Failure to comply is punishable by “immediate confiscation” and up to a $50 fine and 10 days in jail. 

What are the chances someone might forget to renew their bike license? 

Expecting the populace to be non-compliant is the point. It’s an offensively stupid law that will be largely ignored but occasionally enforced with the threat of force. 

It’s a pretext for police to hassle anyone on a bike. 

Petty tyrannies like this allow municipalities to use the police as a collection racket, shaking down poor people through needlessly high-conflict interactions with citizens.

And cops enter those situations as though their lives are on the line because of the wildly overstated threat of the “traffic stop ambush.”  

Yes, such horrible murders of police do happen, but they are exceedingly rare. 

A 2019 Michigan Law Review white paper titled, “Policing, Danger Narratives, and Routine Traffic Stops” came to the following conclusions: 

“The rate for a felonious killing of an officer during a routine traffic stop was only 1 in every 6.5 million stops. The rate for an assault that results in serious injury to an officer was only 1 in every 361,111 stops. Finally, the rate for an assault (whether it results in officer injury or not) was only 1 in every 6,959 stops.”

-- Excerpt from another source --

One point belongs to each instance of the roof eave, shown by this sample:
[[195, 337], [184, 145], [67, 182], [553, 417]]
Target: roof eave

As the Washington Post’s Radley Balko noted, “An officer is orders of magnitude more likely to die of a lightning strike or insect sting.”

Officers are at far greater risk during a traffic stop of being struck and killed by oncoming traffic than by an ambush.

If police are no longer trained to treat traffic stops as the ultimate job hazard, and if cutting back massively on the number of traffic stops themselves, there would be far fewer opportunities for violence between police and citizens. 

And there’s little reason why — short of reckless driving like speeding or driving while impaired — that cops need to pull people over for traffic violations. 

If a warrant is out for a murder or someone’s fleeing an armed robbery and there’s good reason to suspect you’ve got the guy, fine. Pull him over. Presume the suspect is dangerous. Approach with caution and menace. 

Even if it’s not a crime, and someone’s driving around with a broken windshield or has a muffler dragging along the pavement, sure officer, please get involved.

But if a young person’s windows are tinted a little too dark or they’ve got a busted taillight, just snap a photo of the license plate and put it in the system. Mail a ticket. 

In the meantime, let’s demand our lawmakers — from the federal government to the city council — make the choice to stop passing laws, ordinances, and regulations that criminalize minor violations, which you can guarantee will be disproportionately enforced on low-income and minority civilians. 

Stop pulling people over. Stop criminalizing everything.